The most important advice here is to not blatantly market your product. That’s the quickest way to get trolled and this is the worst time to get in a PR crisis as nearly everyone is glued to social media.
The best course of action is to show empathy for the crisis. Spread education about the virus and show how much you care about your users.
You can also highlight how your platform/product can help them in this time of need.
Nikolay Kurayev, CEO at ScienceSoft
Marketers should think about opportunities. What customer segments or sales channels can grow? What product/service modifications do we need?
How can businesses benefit from digitalization? I am sure marketers can find surprisingly many opportunities!
William Chin, SEO Consultant, Pickfu.com
Coming up with strategies to generate traffic and interest at low cost will be a welcomed idea in any organization.

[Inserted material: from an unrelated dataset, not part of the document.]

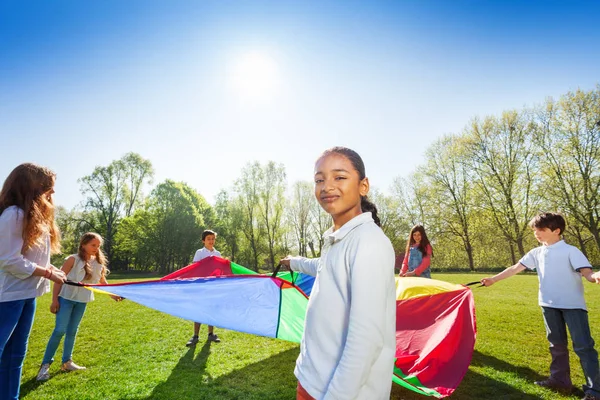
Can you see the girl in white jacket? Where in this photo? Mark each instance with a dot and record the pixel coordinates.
(348, 347)
(28, 235)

I’ve advised some of my clients to build Quora and Reddit business profiles and reach into those vertical adjacent industries (to their own) and answer some questions and create some clout in sub-threads of Reddit. This will help drive some free traffic to their site and drum up some E-A-T (Expertise, Authoritativeness and Trustworthiness), for their business and Google.
Andrei Vasilescu, CEO and Digital Marketing Expert, DontPayFull
COVID-19 virus outbreak has condemned the whole world and people have locked down themselves at their homes. Almost everyone is spending most of their times with their mobile phones surfing the social media networks. So, during this lock-down period, marketers should fully concentrate on social media marketing to reach their target audience more effectively. Create the most engaging promotional content and post those multiple times on every social media platform. Rest assured that each of your social media content will be able to achieve much higher marketing targets than before.
Per Ohstrom, CMO at Chief Outsiders
Now is a good time to take half a step back and take a fresh look at the business. Look at what others are doing, collect some market and competitor intelligence, are there new ideas out there? Are you losing share?
Trim unprofitable products, try to promote more profitable products and find new customer segments. Also, take a hard look at the web site, make sure it is up to date, and clearly communicates a strong value proposition.